“Não tenho preferências para quando já não puder ter preferências”, escreveu Alberto Caeiro em “Quando vier a primavera”. Sei disso, mas, mesmo ciente de que estarei privado de ter preferências, não quero, para mim, velório ou enterro.
Minha bisavó, Esméria da Conceição Carvalho Leal, era do mesmo partido: dizia que queria morrer de manhã para ser enterrada no mesmo dia. Dito e feito. Não podendo evitar o enterro, escapou, pelo menos, do velório. Instruiu que a sepultassem enrolada num lençol – um bem velho, já sem uso – e foi, contrariada, num caixão (o mais simples, para que a contrariedade não fosse tanta).
O lema “Meu corpo me pertence” pode servir para as feministas, não para os defuntos. Não há o que eu possa fazer caso alguém (a alma humana é um abismo!) resolva me botar um terno e uma gravata, me cobrir de dálias (se é para me contrariar, que seja do jeito que eu gosto) e me transformar em peça de exposição – enquanto parentes e amigos se abraçam, tomam cafezinho, comentam como o tempo está mudado e beliscam um pão de queijo, como se eu já não estivesse mais ali. E não estarei mesmo.
Se for para fazer minha vontade uma vez na vida (no caso, não literalmente), quero é que, atestada a morte, despachem-me, sem delongas, para o crematório. Cremado, descartem as cinzas. Podem pular aquela parte de ficar em dúvida entre o potinho de alumínio e o de aço inox, ou entre deixar nesta ou naquela tumba. Não será preciso esparzir as cinzas sobre o Mar Adriático ou deixá-las fluir pelas águas do rio Urucuia: um vaso de plantas serve e lá estarei eu, dando uma força para uma begônia ou uma espadinha de São Jorge, com cálcio, fósforo e potássio, que é só o que restará das minhas insônias e dos meus sonhos não cumpridos.
Mas haverá um universo paralelo em que eu talvez não seja tão mal-humorado (pelo menos depois de morto). E me façam um gurufim. Sim, um velório festivo, com música, dança, bebida.

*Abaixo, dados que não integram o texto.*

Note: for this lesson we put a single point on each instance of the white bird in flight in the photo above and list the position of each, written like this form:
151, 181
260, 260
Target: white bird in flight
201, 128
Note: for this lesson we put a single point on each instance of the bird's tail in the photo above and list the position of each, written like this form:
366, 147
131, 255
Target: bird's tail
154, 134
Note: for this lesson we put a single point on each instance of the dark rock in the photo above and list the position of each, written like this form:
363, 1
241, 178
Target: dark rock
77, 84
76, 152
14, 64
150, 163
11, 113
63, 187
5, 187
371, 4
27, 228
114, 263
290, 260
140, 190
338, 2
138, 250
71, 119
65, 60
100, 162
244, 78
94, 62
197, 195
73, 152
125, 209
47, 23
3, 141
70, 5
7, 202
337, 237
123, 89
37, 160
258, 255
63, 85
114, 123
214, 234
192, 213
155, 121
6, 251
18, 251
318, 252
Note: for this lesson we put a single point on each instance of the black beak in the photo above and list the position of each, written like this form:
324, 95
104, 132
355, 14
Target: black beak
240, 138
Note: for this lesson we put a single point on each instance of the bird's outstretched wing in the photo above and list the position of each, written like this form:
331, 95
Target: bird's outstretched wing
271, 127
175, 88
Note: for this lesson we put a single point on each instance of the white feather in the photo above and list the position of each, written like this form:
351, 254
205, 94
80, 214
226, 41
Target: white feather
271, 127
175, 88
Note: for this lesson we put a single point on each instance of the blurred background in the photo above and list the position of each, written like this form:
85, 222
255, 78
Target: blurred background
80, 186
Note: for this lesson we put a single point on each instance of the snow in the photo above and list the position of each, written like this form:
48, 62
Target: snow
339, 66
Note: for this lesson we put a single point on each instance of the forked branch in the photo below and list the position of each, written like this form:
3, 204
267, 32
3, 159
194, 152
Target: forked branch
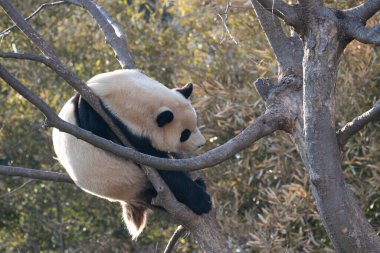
288, 51
356, 30
262, 126
282, 10
114, 35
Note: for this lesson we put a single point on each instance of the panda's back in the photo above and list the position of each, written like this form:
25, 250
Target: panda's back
94, 170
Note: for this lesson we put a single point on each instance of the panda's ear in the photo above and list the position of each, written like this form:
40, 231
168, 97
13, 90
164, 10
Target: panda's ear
186, 90
164, 117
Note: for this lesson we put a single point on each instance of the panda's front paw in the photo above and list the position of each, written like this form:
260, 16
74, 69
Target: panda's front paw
199, 201
201, 183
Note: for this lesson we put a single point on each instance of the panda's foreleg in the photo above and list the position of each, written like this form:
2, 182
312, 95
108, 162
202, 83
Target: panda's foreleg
187, 191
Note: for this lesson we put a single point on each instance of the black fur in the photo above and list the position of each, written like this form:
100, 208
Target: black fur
164, 118
189, 192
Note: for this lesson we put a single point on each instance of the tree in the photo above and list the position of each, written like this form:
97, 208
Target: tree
301, 102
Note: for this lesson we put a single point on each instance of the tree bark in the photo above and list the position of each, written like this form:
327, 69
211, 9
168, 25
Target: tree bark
343, 219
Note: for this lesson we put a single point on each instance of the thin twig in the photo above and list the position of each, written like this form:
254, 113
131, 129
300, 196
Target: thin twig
40, 8
36, 174
18, 188
364, 11
176, 235
22, 56
358, 123
114, 35
224, 16
288, 51
282, 10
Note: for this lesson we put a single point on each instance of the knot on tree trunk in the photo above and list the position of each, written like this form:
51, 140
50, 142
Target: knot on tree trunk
283, 97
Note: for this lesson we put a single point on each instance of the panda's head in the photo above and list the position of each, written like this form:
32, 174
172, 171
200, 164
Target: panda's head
177, 123
151, 110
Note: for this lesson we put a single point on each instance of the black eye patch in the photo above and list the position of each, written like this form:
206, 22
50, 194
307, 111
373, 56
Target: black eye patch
185, 135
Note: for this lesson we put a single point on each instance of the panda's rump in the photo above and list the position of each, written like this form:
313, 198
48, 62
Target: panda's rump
94, 170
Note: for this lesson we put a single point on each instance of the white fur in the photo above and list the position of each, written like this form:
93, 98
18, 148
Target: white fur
136, 100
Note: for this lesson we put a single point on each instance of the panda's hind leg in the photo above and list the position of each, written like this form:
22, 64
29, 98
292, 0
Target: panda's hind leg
189, 192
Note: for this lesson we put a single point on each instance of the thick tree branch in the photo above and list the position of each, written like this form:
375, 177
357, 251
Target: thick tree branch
40, 8
114, 35
203, 227
356, 30
357, 124
36, 174
311, 4
173, 240
56, 65
364, 11
343, 219
262, 126
288, 51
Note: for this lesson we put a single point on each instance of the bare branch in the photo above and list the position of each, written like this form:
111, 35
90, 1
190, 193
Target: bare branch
36, 174
288, 51
356, 30
357, 124
282, 10
364, 11
262, 126
224, 16
31, 57
114, 35
40, 8
55, 64
176, 235
311, 4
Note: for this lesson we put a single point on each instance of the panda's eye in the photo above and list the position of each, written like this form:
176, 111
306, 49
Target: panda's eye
185, 135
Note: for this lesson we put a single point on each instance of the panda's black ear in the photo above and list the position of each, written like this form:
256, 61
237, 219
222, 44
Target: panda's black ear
186, 90
164, 118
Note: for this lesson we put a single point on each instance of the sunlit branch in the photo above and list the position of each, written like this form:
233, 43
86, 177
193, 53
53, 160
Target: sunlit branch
287, 51
176, 235
357, 124
114, 35
356, 30
364, 11
21, 56
282, 10
40, 8
36, 174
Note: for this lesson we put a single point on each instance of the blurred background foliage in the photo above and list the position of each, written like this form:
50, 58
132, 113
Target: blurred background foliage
262, 195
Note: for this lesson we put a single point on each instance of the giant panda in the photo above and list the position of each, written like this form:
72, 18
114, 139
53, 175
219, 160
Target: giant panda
155, 120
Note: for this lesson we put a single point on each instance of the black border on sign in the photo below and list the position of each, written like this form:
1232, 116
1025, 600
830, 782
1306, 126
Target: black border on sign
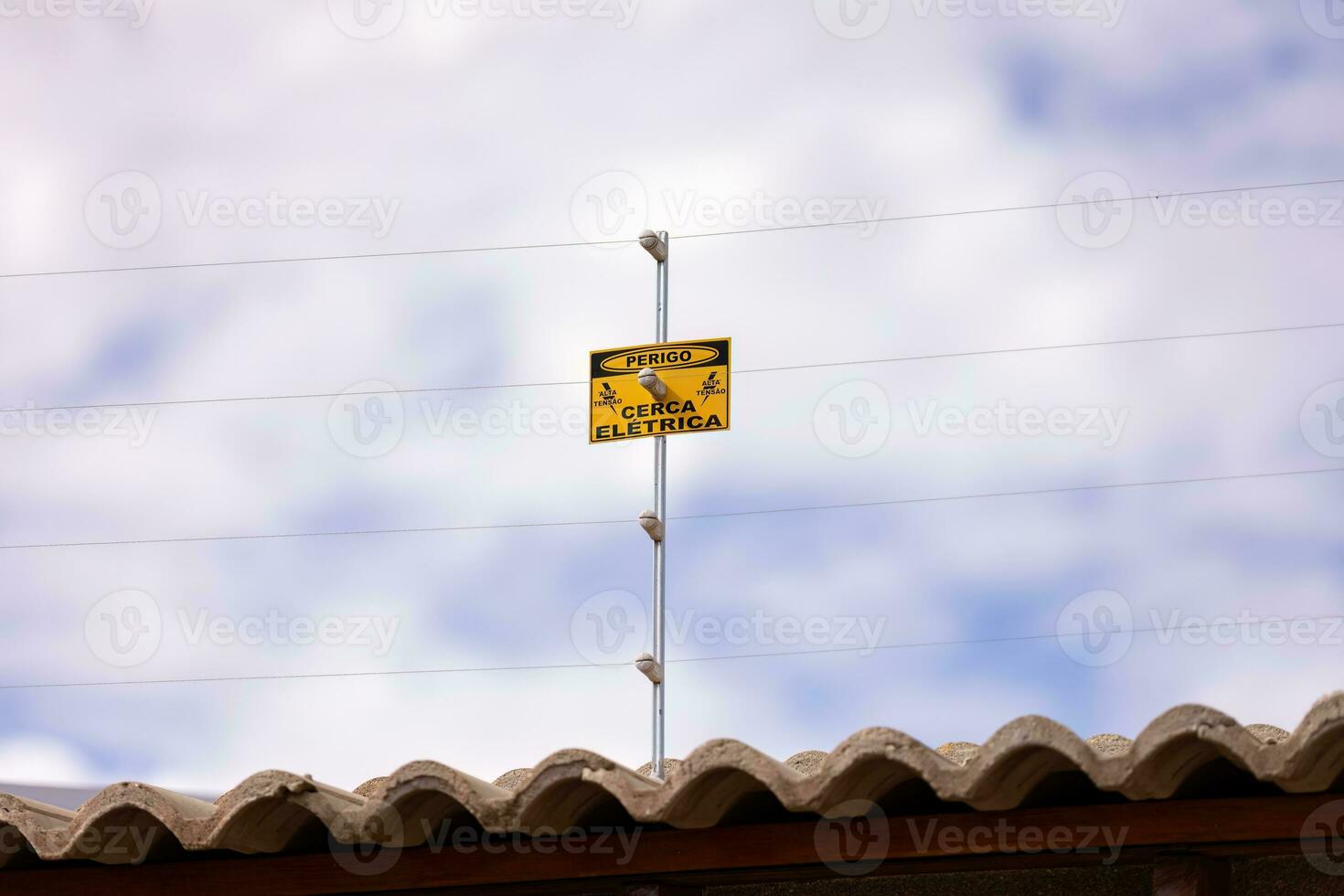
726, 363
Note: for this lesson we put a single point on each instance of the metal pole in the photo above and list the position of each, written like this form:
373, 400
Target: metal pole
660, 508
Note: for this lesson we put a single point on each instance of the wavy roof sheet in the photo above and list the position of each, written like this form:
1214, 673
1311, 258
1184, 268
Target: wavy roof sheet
1032, 761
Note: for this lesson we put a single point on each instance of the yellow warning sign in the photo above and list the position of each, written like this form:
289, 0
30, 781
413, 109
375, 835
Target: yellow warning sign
697, 398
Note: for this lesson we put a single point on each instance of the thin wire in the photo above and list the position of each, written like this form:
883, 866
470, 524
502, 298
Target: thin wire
720, 232
689, 516
863, 650
1008, 208
749, 369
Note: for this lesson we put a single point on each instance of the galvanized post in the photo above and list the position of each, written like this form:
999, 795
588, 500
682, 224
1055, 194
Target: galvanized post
660, 508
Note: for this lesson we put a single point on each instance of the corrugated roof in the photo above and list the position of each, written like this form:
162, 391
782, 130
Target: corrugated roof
1187, 752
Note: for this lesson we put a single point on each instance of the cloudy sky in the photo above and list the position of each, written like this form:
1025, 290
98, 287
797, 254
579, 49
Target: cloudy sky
187, 132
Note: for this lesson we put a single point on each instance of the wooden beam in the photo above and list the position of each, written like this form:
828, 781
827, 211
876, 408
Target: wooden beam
1052, 837
1192, 876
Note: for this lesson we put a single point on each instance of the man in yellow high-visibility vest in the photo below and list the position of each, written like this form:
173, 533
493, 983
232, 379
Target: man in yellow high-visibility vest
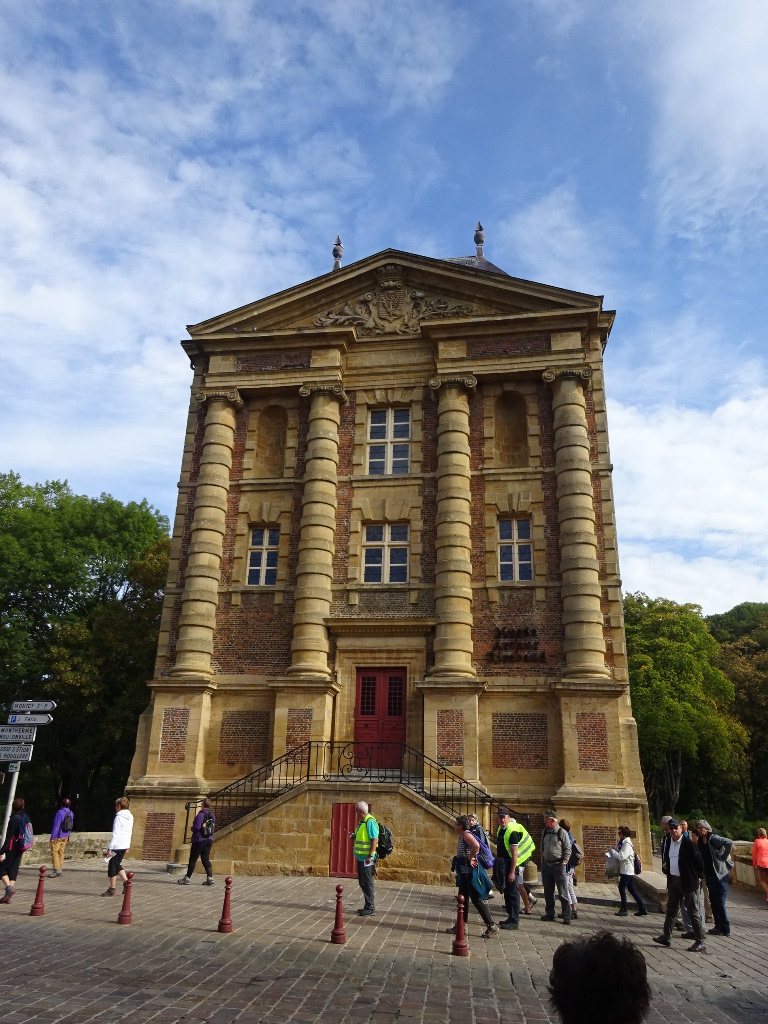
366, 841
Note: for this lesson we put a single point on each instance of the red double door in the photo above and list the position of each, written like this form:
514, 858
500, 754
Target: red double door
380, 716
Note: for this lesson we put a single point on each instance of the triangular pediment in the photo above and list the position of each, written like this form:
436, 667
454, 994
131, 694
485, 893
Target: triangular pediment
394, 294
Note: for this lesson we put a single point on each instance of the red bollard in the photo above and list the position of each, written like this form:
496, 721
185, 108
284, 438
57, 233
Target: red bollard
339, 936
125, 916
225, 922
460, 947
38, 907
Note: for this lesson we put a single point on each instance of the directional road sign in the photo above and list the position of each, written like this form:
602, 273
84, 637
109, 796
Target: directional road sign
17, 733
19, 752
19, 706
30, 719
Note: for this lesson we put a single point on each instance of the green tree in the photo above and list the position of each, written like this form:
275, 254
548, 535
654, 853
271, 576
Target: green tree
681, 700
81, 586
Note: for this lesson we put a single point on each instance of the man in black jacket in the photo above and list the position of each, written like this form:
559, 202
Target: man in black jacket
684, 869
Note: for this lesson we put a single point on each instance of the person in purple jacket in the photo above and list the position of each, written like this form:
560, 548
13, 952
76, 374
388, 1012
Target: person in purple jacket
202, 841
59, 836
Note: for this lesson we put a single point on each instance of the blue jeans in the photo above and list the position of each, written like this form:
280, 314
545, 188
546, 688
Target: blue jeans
718, 892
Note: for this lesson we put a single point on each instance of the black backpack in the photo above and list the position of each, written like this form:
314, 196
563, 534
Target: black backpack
385, 845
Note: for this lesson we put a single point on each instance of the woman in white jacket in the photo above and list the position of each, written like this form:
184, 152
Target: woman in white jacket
623, 856
122, 829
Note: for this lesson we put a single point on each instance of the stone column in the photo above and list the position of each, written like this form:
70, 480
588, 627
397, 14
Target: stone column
314, 570
200, 596
453, 644
583, 619
452, 682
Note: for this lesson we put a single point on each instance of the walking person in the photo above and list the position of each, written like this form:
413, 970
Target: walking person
17, 840
202, 841
716, 854
64, 822
466, 859
684, 869
760, 860
555, 855
366, 839
623, 856
120, 842
573, 862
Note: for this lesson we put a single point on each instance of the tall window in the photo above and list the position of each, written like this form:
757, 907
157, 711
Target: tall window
385, 552
388, 441
262, 556
515, 550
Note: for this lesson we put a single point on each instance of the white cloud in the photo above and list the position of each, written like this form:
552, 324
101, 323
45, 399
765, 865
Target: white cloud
558, 242
691, 489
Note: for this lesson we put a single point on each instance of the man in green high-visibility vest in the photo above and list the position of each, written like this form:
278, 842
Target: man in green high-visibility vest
366, 841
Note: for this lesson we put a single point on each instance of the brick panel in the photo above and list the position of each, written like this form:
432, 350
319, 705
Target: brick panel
519, 740
299, 726
592, 735
597, 839
173, 735
245, 737
451, 737
158, 836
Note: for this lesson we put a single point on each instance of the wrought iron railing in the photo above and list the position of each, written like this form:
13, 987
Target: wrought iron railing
352, 762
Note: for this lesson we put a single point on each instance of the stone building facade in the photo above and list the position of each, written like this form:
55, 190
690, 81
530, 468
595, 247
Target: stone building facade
395, 525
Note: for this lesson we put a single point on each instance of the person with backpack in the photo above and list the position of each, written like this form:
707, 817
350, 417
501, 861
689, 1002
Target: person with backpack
366, 838
622, 858
64, 822
202, 841
120, 841
17, 841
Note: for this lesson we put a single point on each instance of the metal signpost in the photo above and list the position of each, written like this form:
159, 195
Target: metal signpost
15, 742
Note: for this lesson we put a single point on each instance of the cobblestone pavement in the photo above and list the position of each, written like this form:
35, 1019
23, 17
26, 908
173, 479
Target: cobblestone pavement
76, 964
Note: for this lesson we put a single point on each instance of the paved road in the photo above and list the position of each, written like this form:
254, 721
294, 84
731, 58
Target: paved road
77, 965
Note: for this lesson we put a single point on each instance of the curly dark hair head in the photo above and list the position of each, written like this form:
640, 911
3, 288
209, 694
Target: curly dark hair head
599, 979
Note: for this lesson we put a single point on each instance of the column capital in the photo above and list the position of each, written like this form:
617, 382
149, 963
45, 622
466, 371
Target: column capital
580, 374
223, 394
336, 389
470, 381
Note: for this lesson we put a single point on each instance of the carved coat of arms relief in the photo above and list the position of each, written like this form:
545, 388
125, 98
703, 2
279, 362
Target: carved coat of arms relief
393, 307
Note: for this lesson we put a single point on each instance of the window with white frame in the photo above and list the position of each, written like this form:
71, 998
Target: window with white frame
515, 550
385, 550
262, 556
388, 441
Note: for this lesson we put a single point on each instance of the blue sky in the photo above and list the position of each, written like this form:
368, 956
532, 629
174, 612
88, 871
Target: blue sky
164, 162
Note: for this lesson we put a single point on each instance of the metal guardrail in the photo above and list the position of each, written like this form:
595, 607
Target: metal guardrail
351, 762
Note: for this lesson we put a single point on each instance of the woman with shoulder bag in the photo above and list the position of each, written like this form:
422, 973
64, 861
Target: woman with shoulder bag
623, 857
466, 862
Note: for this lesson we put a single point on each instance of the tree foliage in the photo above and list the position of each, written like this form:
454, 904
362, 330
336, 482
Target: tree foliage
81, 586
681, 700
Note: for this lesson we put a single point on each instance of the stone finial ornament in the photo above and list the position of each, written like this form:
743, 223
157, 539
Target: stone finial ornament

Dizem que é no velório que a Morte escolhe a próxima vítima, e a atmosfera de festa a desconcerta, lhe tira o foco, muda seu mindset (sabe como são as Mortes contemporâneas…) – e ela vai embora com a agenda em aberto, em busca de um velório triste.
Para o meu gurufim, eu deixaria prontos um cardápio e uma pleiliste. Haveria uma jarra de ponche e outra de leite de onça, como na adolescência. Uma garrafa de Drink Dreher, como a que ficava no aparador lá de casa (era para a minha mãe, mas eu tomava às escondidas) e um garrafão de Sangue de Boi (aquele com capa de palhinha, sabe qual?), como os que meu avô comprava no Natal. Para comer, a broa de fubá da minha avó, o rocambole de goiabada da minha mãe, e pamonha salgada — aquela feita no alpendre da casa de Unaí (com requeijão moreno, vaca atolada, galinha ao molho pardo. (Depois de morto talvez não faça muita diferença eu continuar vegetariano.)
A pleiliste? The mamas & the papas, Beatles, “Nessuno mi puó giudicare”, “Datemi un martelo”, “Ponteio”, “Andança”, “Pata pata”. Nilo Amaro e os Cantores de Ébano, Golden Boys, Roberto Carlos (não, “Detalhes”, não, que pode parecer que estou rogando praga), “La question”, “To sir, with love”, “Meu mundo e nada mais”, “Travessia” (ok, tudo do Milton), “Eu e a brisa”. E quando o dia estiver nascendo, o “Hallelujah” do Leonard Cohen (na voz da k. d. lang) ou “Años de soledad”, do Piazzola. Para fechar (o caixão e a festa), “Killing me softly” ou “Io che amo solo te” — ao gosto do freguês.
Pensando bem, toquem e cantem o que bem entenderem. “Podem rezar latim sobre o meu caixão, se quiserem. / Se quiserem, podem dançar e cantar à roda dele”, escreveu também Alberto Caeiro. Não sendo “Evidências”, está de bom tamanho.